映像と音声を用いて、静止画よりも詳細な情報を伝達できるフォーマットです。動画コンテンツの再生前後に挿入される「インストリーム動画型」のほか、記事の閲覧中に表示される「アウトストリーム動画型」や「フィード型(ショートフォーム)」などが用意されています。ブランドの世界観や商品の使用感を深く伝える用途で使用されます。
運用型の広告枠を購入するのではなく、NAVER内の主要なコンテンツプラットフォームである「ブログ」や「カフェ(コミュニティ)」を活用して情報を拡散する手法もあります。

企業公式ブログの運用や、影響力のあるブロガー(インフルエンサー)に商品レビューなどの記事執筆を依頼する手法です。NAVERの統合検索結果(VIEW枠など)に自然な形で露出でき、ユーザーによる第三者評価としての信頼を獲得しやすい特徴があります。

共通の趣味や関心を持つユーザーが集まる「NAVERカフェ」内で、企業公式のコミュニティを開設したり、既存の巨大なコミュニティ内でPR投稿を行ったりする手法です。美容、語学、旅行など、ターゲット層が明確に集まっているため、特定の属性を持つユーザーに対してダイレクトにアプローチすることが可能です。
▼日本関連で有名なNAVERカフェ
| カフェ名 | 詳細 |
|---|---|
| ネイルドン(네일동) | 「日本を愛する人たちの集まり」として開設された、日本旅行専門の超大型カフェです。都市別の旅行記から飲食・買い物・交通情報まで幅広く共有されており、韓国ユーザーのリアルな体験と口コミが集まる場所です。 |
| OSAKA HOLIC(오사카홀릭) | 大阪の観光・グルメ・文化を中心に情報を発信するコミュニティです。 |
| FLYING(플라잉재팬) | 約48万人の会員のいる日本旅行専門コミュニティです。宿泊・航空利用・レストラン・旅行をはじめとした、ショッピングや観光地のレビューが多く集まっていることが特徴です。また、大阪に旅行者センターを展開していることも特徴の一つです。 |
海外企業がNAVER広告のアカウントを開設し、実際に広告を配信するまでの具体的な手順を解説します。
NAVER広告を始めるための第一段階として、専用アカウントの開設手続きを行います。日本企業などの海外法人が直接アカウントを開設する場合、登記簿謄本や事業実態を証明する公的な書類の提出が求められます。これらの書類は、多くの場合韓国語または英語への翻訳が必要となります。書類の準備や翻訳、提出後の確認作業を含めると一定の期間を要するため、余裕を持ったスケジュール立てが推奨されます。

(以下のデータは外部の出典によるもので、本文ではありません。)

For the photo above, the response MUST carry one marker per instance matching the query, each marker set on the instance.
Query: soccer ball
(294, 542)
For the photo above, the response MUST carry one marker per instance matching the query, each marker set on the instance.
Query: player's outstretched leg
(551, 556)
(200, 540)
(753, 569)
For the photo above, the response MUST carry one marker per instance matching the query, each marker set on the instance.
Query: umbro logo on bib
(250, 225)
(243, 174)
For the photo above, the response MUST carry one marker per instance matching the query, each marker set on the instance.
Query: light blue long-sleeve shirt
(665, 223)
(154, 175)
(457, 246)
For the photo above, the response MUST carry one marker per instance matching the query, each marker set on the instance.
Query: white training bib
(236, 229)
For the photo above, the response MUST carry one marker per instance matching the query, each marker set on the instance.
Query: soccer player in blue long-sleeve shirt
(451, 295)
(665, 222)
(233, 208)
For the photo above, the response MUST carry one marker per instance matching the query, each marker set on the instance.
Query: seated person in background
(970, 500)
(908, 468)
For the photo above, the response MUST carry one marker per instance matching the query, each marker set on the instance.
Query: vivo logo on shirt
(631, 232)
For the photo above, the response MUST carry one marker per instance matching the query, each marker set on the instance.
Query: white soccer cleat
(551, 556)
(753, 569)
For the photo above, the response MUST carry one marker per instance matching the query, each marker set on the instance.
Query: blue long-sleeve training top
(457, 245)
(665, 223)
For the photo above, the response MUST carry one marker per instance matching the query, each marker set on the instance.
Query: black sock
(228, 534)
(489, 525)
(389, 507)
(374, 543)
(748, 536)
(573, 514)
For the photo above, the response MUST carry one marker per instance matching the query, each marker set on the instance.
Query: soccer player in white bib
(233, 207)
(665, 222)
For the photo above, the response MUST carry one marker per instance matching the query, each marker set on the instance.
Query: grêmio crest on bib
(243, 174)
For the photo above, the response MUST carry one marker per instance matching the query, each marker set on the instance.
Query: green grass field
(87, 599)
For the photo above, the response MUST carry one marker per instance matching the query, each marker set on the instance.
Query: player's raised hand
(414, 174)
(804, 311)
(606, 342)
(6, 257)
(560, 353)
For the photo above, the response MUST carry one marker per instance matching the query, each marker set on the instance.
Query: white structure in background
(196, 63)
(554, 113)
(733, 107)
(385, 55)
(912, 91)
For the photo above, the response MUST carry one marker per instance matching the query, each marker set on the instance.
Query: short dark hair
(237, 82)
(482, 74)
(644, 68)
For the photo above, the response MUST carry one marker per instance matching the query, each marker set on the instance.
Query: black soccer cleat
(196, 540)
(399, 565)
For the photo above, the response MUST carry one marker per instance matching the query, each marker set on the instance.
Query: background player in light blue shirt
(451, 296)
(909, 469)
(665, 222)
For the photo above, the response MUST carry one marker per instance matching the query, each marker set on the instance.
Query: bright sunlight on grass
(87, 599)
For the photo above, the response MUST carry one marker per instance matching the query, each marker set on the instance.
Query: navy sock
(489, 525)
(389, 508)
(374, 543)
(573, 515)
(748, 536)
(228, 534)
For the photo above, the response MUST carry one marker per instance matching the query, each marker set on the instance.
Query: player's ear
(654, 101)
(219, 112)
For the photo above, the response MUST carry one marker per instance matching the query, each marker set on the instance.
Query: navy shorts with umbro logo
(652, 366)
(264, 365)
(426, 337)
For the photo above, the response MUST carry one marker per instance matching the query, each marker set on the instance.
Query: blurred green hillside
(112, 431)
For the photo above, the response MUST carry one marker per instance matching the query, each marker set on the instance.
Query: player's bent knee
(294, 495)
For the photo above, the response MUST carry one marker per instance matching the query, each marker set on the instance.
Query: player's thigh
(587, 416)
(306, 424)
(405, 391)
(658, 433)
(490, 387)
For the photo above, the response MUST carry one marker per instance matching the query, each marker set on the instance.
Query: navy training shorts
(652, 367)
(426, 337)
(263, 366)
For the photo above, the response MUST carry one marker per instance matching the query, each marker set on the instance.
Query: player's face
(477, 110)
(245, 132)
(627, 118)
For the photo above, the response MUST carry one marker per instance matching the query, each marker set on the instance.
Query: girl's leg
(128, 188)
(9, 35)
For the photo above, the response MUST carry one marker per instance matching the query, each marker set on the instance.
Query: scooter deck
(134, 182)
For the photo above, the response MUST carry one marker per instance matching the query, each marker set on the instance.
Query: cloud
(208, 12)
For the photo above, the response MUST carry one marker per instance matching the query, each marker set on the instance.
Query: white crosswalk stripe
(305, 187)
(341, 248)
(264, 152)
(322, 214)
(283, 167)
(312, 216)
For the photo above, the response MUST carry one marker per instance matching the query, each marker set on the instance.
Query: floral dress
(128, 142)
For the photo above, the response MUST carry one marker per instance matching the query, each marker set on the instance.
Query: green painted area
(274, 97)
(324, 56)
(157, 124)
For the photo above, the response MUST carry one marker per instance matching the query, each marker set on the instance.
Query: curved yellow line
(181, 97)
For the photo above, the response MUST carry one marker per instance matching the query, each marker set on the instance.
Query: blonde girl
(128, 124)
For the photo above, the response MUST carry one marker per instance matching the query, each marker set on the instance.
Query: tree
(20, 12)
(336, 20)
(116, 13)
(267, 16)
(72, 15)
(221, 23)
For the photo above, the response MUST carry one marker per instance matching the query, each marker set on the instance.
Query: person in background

アカウントの準備が整った後、広告の目的や予算に合わせてキャンペーンを構築します。検索連動型広告の場合、現地のユーザーが実際にどのような言葉で検索しているかを分析することが重要です。NAVERが提供するキーワードツールを活用し、日本と韓国の検索トレンドの違いや競合の入札状況を確認しながら、適切なキーワードと入札単価を設定していきます。
広告のテキストや画像を入稿すると、NAVERによる審査が行われます。韓国の関連法令や、NAVERが独自に定める広告掲載基準に沿っているかが確認されます。扱う商材や業種によっては、追加で証明書類の提出が必要になるケースもあります。すべての審査を通過し、設定に問題がなければ広告の配信が開始されます。
広告効果を高めるために意識しておきたい、韓国独自の商習慣やクリエイティブのローカライズについて説明します。
韓国市場はトレンドの移り変わりが非常に早く、ユーザーの関心事や検索されるキーワードも短期間で変化する傾向にあります。一度設定したキーワードや広告文を放置するのではなく、定期的に検索ボリュームの推移やクリック率などのデータを確認し、ユーザーの検索意図の変化に合わせて設定を細かく調整していく継続的な運用が求められます。
広告文や遷移先のランディングページを作成する際、機械翻訳をそのまま使用した不自然な韓国語は、ユーザーに違和感を与え、サイトから離脱される原因となります。現地の文化や言葉のニュアンスを理解した自然な韓国語での表現が不可欠です。また、韓国は日本以上にスマートフォンでのインターネット利用率が高いため、モバイル端末での閲覧や操作に最適化されたページデザインを用意しておくことも重要です。
企業情報などの審査に必要な書類の準備や翻訳、アカウントの開設手続きを含めると、数週間から1ヶ月程度の期間を見込んでおくのが一般的です。
広告のフォーマットによって異なります。検索連動型広告はクリック課金型のため少額からでも開始できますが、ブランド検索広告などは、対象キーワードの検索ボリュームに基づいて最低出稿金額があらかじめ定められています。また、代理店によっては最適化に必要な費用を確保する観点で最低出稿金額を設けている場合があります。
可能です。ただし、登記簿謄本をはじめとする必要書類を指定の言語(韓国語または英語)に翻訳し、NAVERの審査規定に沿って手続きを進める必要があります。
韓国のユーザーにとって生活インフラの一部となっているNAVERは、現地向けのデジタルマーケティングにおいて重要な接点となります。Google等とは異なる独自の検索結果画面や広告フォーマットの仕様を理解し、現地の検索行動に基づいた運用を行うことが求められます。アカウント開設の手続きや自然な韓国語でのクリエイティブ制作といった言語的・制度的なハードルは存在しますが、適切にローカライズされた情報を届けることで、韓国市場におけるブランド認知や事業成長に寄与します。常に変化する現地のトレンドやプラットフォームの動向を注視し、客観的なデータに基づいた改善を継続していくことが運用において重要です。